Association between use of warfarin with common sulfonylureas and serious hypoglycemic events
John A Romley et al. BMJ. Doi: http://dx.doi.org/10.1136/bmj.h6223
Debate around the safety of the sulphonylurea (SU) class of antidiabetic agents continues to rage. Whilst no-one doubts the association with hypoglycaemia and weight gain, the question of whether these side-effects (and/or others) lead to an increase in cardiovascular (CV) mortality is unresolved. This is despite reassuring results from the United Kingdom Prospective Diabetes Study (UKPDS) in 1998, a trial which was specifically designed to address this issue. So, over the last few years, there have been several meta-analyses suggesting increased CV risk, and SUs have slowly moved down the treatment algorithm for type 2 diabetes (including the most recent guideline from NICE).
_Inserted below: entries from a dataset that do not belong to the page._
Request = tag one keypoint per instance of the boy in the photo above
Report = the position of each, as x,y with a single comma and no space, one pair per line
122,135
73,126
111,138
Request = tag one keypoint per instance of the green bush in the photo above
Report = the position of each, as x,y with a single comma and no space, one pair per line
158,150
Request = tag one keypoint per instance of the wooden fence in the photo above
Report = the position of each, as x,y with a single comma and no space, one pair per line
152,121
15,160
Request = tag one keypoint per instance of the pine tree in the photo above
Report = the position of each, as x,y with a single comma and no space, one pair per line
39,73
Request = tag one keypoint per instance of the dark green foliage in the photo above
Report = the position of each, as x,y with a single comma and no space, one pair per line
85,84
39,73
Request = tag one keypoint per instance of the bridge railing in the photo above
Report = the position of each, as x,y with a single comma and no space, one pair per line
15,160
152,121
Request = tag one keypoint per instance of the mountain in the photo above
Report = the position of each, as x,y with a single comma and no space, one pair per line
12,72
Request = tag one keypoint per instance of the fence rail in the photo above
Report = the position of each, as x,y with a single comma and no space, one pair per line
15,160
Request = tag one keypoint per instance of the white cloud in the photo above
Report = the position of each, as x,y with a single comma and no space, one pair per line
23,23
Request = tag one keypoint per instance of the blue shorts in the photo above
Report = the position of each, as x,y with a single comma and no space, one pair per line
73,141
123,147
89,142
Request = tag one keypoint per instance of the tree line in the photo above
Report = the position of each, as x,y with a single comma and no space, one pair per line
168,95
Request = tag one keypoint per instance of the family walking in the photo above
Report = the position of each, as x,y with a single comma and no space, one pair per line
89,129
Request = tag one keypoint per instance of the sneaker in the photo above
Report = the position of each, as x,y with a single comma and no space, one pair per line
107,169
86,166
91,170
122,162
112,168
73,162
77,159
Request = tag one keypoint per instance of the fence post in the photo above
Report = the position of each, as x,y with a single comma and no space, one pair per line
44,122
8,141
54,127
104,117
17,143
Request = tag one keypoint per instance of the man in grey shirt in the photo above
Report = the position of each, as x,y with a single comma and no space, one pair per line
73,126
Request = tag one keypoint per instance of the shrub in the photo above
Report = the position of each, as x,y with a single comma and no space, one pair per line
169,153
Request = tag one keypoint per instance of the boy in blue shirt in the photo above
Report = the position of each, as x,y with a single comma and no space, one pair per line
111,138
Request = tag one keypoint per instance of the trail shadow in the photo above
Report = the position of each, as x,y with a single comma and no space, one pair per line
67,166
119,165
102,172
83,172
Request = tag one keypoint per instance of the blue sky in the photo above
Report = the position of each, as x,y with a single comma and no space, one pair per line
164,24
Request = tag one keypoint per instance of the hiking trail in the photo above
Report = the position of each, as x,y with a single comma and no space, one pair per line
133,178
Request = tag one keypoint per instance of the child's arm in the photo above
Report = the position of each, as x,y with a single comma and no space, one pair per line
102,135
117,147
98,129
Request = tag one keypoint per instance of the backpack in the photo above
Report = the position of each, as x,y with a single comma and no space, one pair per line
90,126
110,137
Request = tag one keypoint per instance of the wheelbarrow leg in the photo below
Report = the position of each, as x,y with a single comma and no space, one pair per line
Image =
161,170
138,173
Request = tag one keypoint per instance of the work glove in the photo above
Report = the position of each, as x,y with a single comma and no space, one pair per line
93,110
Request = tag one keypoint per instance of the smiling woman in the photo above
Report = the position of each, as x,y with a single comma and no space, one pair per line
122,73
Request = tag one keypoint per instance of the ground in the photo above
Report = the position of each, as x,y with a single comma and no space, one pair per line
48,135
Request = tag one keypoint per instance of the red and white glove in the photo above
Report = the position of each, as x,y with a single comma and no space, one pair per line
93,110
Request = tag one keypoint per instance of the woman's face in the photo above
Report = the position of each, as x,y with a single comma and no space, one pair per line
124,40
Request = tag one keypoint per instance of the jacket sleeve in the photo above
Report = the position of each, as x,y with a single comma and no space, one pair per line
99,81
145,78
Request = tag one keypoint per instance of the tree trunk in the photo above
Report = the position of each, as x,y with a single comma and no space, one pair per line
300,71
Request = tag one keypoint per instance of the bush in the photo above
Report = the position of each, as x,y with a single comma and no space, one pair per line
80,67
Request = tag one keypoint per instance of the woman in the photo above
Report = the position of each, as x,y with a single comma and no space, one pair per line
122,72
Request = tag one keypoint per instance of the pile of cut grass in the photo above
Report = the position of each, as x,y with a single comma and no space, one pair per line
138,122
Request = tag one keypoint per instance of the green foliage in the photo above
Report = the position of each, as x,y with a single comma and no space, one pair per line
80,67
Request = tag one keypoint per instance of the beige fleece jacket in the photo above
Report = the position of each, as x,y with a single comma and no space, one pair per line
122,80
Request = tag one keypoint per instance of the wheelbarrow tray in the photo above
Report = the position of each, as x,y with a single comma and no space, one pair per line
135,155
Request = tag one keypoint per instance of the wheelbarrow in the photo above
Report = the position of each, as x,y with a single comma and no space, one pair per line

This retrospective cohort analysis from the US of 465,918 patients prescribed SUs reports that those receiving warfarin medication were more likely to attend secondary care due to hypoglycaemia, consistent with an adverse drug interaction. Whilst this type of analysis cannot attribute cause-and-effect (for example, being on warfarin might imply worse renal function, hence increased hypoglycaemia risk), it does suggest that co-prescribing with SUs should be avoided. More ammunition for the anti-SU lobby.